Par un mémoire en défense enregistré le 25 mai 2022, le centre communal d'action sociale (CCAS) de Vierzon, représenté par Me Silvestre, conclut au rejet de la requête et demande au tribunal de mettre à la charge du requérant 500 euros au titre de l'article L. 761-1 du code de justice administrative.

Il soutient que :

- à considérer que le requérant demande l'annulation de la décision implicite de rejet née suite à sa lettre recommandée avec accusé de réception du 29 septembre 2020, cette décision implicite de rejet est purement confirmative et la requête est irrecevable ;

- les conclusions indemnitaires sont irrecevables en l'absence de demande préalable ;

- les demandes à fin d'injonction ne relèvent pas de la compétence du juge administratif et elles sont infondées.

Par ordonnance du 30 mai 2022 la clôture de l'instruction a été fixée au 30 juin 2022.

Vu les autres pièces du dossier.

Vu le code de justice administrative.

Les parties ont été régulièrement averties du jour de l'audience.

Ont été entendus au cours de l'audience publique :

- le rapport de Mme Lefebvre-Soppelsa,

- les conclusions de Mme Best-De Gand, rapporteure publique,

- et les observations de M. A et de Me Woloch, représentant le CCAS de Vierzon.

Considérant ce qui suit :

1. En premier lieu, si le requérant demande au tribunal d'ordonner à l'administration de le mettre en stage, de requalifier le poste qu'il occupe en poste d'aide à la personne et de régulariser ses fiches de paie, ces conclusions tendent à faire prononcer par le juge des injonctions à titre principal et sont dès lors, ainsi que l'oppose le centre communal d'action sociale (CCAS) de Vierzon, irrecevables.

2. En second lieu, ainsi que l'oppose également le CCAS de Vierzon, les conclusions tendant à une indemnisation consécutive à la régularisation sollicitée des fiches de paie n'ont pas été précédées d'une réclamation préalable. Il résulte de l'instruction que M. A a reçu communication du mémoire en défense soulevant cette fin de non-recevoir.
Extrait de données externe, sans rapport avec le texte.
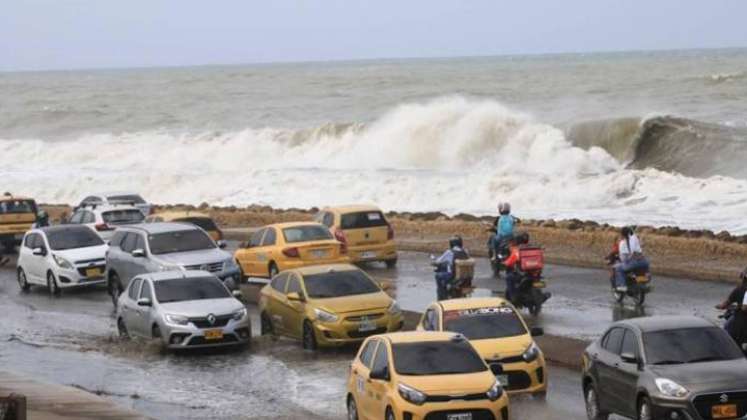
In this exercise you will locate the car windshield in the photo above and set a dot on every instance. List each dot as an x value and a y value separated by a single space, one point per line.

Dans ces conditions, ces conclusions peuvent être rejetées comme irrecevables.

3. Il résulte de ce qui précède que la requête de M. A doit être rejetée.

4. Dans les circonstances de l'espèce, il n'y a pas lieu de mettre à la charge du requérant la somme demandée par le CCAS de Vierzon sur le fondement des dispositions de l'article L. 761-1 du code de justice administrative.

D E C I D E :

Article 1er : La requête de M. A est rejetée.

Article 2 : Les conclusions du CCAS présentées au titre de l'article L. 761-1 du code de justice administrative sont rejetées.

Article 3 : Le présent jugement sera notifié à M. B A et au centre communal d'action sociale (CCAS) de Vierzon.

Délibéré après l'audience du 18 avril 2023, à laquelle siégeaient :

Mme Lefebvre-Soppelsa, présidente,

Mme Defranc-Dousset, première conseillère,

M. Joos, premier conseiller.

Rendu public par mise à disposition au greffe le 11 mai 2023.

La présidente-rapporteure,

Anne LEFEBVRE-SOPPELSA

L'assesseure la plus ancienne,

Hélène DEFRANC-DOUSSET

La greffière,

Lucie BARRUET

La République mande et ordonne au préfet du Cher en ce qui le concerne ou à tous commissaires de justice à ce requis en ce qui concerne les voies de droit commun contre les parties privées, de pourvoir à l'exécution de la présente décision.